Examples of Buyer Certificate in a sentence
The Buyer shall indemnify the Indemnifying Stockholders in respect of, and hold them harmless against, any and all Damages incurred or suffered by the Indemnifying Stockholders resulting from, relating to or constituting any misrepresentation, breach of warranty or failure to perform any covenant or agreement of the Buyer or the Transitory Subsidiary contained in this Agreement or the Buyer Certificate.
Buyer shall have delivered to Seller a certificate of good standing for Buyer issued by the State of Delaware dated within thirty (30) business days prior to the Closing Date ("Buyer Certificate of Good Standing").
The Buyer shall deliver on the Closing Date a certificate to this effect, referred to as the Buyer Certificate of Representations and Warranties.

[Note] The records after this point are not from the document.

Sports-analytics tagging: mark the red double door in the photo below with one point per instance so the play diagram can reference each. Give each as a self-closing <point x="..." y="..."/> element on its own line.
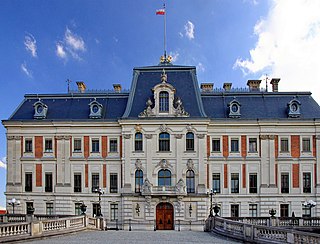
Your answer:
<point x="164" y="216"/>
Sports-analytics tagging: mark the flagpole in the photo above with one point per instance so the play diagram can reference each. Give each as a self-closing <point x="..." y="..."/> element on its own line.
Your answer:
<point x="165" y="30"/>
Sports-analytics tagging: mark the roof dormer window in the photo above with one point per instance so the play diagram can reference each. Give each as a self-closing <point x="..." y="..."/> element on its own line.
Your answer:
<point x="95" y="110"/>
<point x="40" y="110"/>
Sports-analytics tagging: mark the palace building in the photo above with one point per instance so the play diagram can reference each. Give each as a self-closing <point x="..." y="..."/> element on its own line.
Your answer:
<point x="157" y="150"/>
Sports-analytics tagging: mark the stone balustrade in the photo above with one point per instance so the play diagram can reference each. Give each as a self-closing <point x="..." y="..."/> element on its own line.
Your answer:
<point x="46" y="227"/>
<point x="264" y="232"/>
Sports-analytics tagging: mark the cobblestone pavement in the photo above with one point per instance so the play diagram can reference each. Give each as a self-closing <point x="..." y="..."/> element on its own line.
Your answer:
<point x="135" y="237"/>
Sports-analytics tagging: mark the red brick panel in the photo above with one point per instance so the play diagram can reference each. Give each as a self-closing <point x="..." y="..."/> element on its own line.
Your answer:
<point x="276" y="173"/>
<point x="104" y="173"/>
<point x="86" y="146"/>
<point x="38" y="175"/>
<point x="244" y="146"/>
<point x="208" y="146"/>
<point x="225" y="176"/>
<point x="276" y="146"/>
<point x="225" y="146"/>
<point x="295" y="175"/>
<point x="315" y="175"/>
<point x="38" y="146"/>
<point x="244" y="176"/>
<point x="120" y="146"/>
<point x="104" y="146"/>
<point x="314" y="146"/>
<point x="86" y="177"/>
<point x="295" y="146"/>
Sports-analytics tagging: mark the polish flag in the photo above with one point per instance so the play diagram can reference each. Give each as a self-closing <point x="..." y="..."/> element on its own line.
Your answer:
<point x="160" y="12"/>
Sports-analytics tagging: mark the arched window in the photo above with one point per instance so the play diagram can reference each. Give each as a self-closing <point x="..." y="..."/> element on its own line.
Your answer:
<point x="164" y="142"/>
<point x="190" y="141"/>
<point x="190" y="181"/>
<point x="163" y="101"/>
<point x="139" y="180"/>
<point x="138" y="142"/>
<point x="164" y="177"/>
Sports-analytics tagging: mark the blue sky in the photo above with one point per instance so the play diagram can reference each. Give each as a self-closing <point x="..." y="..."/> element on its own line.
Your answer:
<point x="44" y="43"/>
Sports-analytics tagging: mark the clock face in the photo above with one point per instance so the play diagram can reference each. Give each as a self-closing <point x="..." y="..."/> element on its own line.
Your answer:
<point x="39" y="109"/>
<point x="234" y="108"/>
<point x="294" y="107"/>
<point x="95" y="109"/>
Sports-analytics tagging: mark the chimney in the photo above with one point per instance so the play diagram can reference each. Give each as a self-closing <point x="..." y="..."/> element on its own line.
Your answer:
<point x="117" y="87"/>
<point x="206" y="87"/>
<point x="227" y="86"/>
<point x="81" y="86"/>
<point x="275" y="84"/>
<point x="254" y="85"/>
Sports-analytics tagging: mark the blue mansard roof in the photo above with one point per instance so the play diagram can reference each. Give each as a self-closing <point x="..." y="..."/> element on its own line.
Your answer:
<point x="128" y="105"/>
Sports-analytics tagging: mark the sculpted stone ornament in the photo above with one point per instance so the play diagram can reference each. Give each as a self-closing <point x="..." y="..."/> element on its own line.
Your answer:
<point x="138" y="164"/>
<point x="190" y="164"/>
<point x="148" y="112"/>
<point x="180" y="186"/>
<point x="164" y="164"/>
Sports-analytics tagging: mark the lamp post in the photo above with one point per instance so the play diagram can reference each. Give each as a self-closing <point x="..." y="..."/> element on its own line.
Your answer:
<point x="13" y="202"/>
<point x="310" y="204"/>
<point x="100" y="192"/>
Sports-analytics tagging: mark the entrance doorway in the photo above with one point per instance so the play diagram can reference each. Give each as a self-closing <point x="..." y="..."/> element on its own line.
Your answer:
<point x="164" y="216"/>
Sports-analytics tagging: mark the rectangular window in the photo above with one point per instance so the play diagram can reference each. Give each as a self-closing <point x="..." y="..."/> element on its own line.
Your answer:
<point x="253" y="184"/>
<point x="28" y="182"/>
<point x="77" y="182"/>
<point x="114" y="211"/>
<point x="113" y="145"/>
<point x="113" y="183"/>
<point x="234" y="183"/>
<point x="28" y="145"/>
<point x="234" y="145"/>
<point x="216" y="182"/>
<point x="285" y="183"/>
<point x="48" y="145"/>
<point x="95" y="145"/>
<point x="49" y="208"/>
<point x="77" y="208"/>
<point x="284" y="210"/>
<point x="253" y="210"/>
<point x="95" y="182"/>
<point x="77" y="145"/>
<point x="234" y="210"/>
<point x="48" y="182"/>
<point x="216" y="145"/>
<point x="95" y="209"/>
<point x="307" y="182"/>
<point x="284" y="145"/>
<point x="306" y="145"/>
<point x="253" y="145"/>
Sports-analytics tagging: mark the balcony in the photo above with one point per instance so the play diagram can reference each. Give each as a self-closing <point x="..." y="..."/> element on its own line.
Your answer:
<point x="178" y="190"/>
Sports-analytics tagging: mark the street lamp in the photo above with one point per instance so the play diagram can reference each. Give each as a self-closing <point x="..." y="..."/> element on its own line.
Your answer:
<point x="310" y="204"/>
<point x="211" y="205"/>
<point x="100" y="192"/>
<point x="13" y="202"/>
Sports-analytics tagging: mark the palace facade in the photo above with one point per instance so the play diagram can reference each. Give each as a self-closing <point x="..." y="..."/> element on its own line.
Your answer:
<point x="158" y="149"/>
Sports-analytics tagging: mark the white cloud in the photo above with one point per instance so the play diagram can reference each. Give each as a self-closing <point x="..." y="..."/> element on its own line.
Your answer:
<point x="3" y="163"/>
<point x="189" y="30"/>
<point x="25" y="70"/>
<point x="60" y="51"/>
<point x="30" y="44"/>
<point x="72" y="45"/>
<point x="288" y="45"/>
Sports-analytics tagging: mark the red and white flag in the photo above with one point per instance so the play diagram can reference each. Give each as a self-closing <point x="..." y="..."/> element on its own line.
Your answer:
<point x="160" y="12"/>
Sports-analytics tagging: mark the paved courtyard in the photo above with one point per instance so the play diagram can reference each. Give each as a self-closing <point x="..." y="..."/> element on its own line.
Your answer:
<point x="134" y="237"/>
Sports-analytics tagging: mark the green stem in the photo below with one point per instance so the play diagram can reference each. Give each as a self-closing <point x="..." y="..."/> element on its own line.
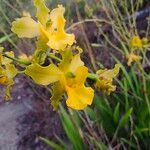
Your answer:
<point x="50" y="55"/>
<point x="17" y="60"/>
<point x="92" y="76"/>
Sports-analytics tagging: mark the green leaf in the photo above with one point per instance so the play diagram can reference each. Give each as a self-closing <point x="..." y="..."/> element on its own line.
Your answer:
<point x="125" y="118"/>
<point x="51" y="144"/>
<point x="116" y="113"/>
<point x="42" y="11"/>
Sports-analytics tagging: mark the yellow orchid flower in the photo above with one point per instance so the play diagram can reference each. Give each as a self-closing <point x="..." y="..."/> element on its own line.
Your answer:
<point x="133" y="58"/>
<point x="136" y="42"/>
<point x="49" y="26"/>
<point x="68" y="77"/>
<point x="106" y="78"/>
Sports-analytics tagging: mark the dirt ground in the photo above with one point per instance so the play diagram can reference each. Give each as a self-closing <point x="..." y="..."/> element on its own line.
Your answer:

Until surrendered as contemplated by this Section 2.2, each Target Certificate shall be deemed at any time after the Effective Time to represent only the right to receive upon such surrender a Buyer Certificate as contemplated by this Agreement.
All representations and warranties contained in this Agreement, the Company Certificate or the Buyer Certificate shall (a) survive the Closing and any investigation at any time made by or on behalf of an Indemnified Party and (b) shall expire on the date one year following the Closing Date.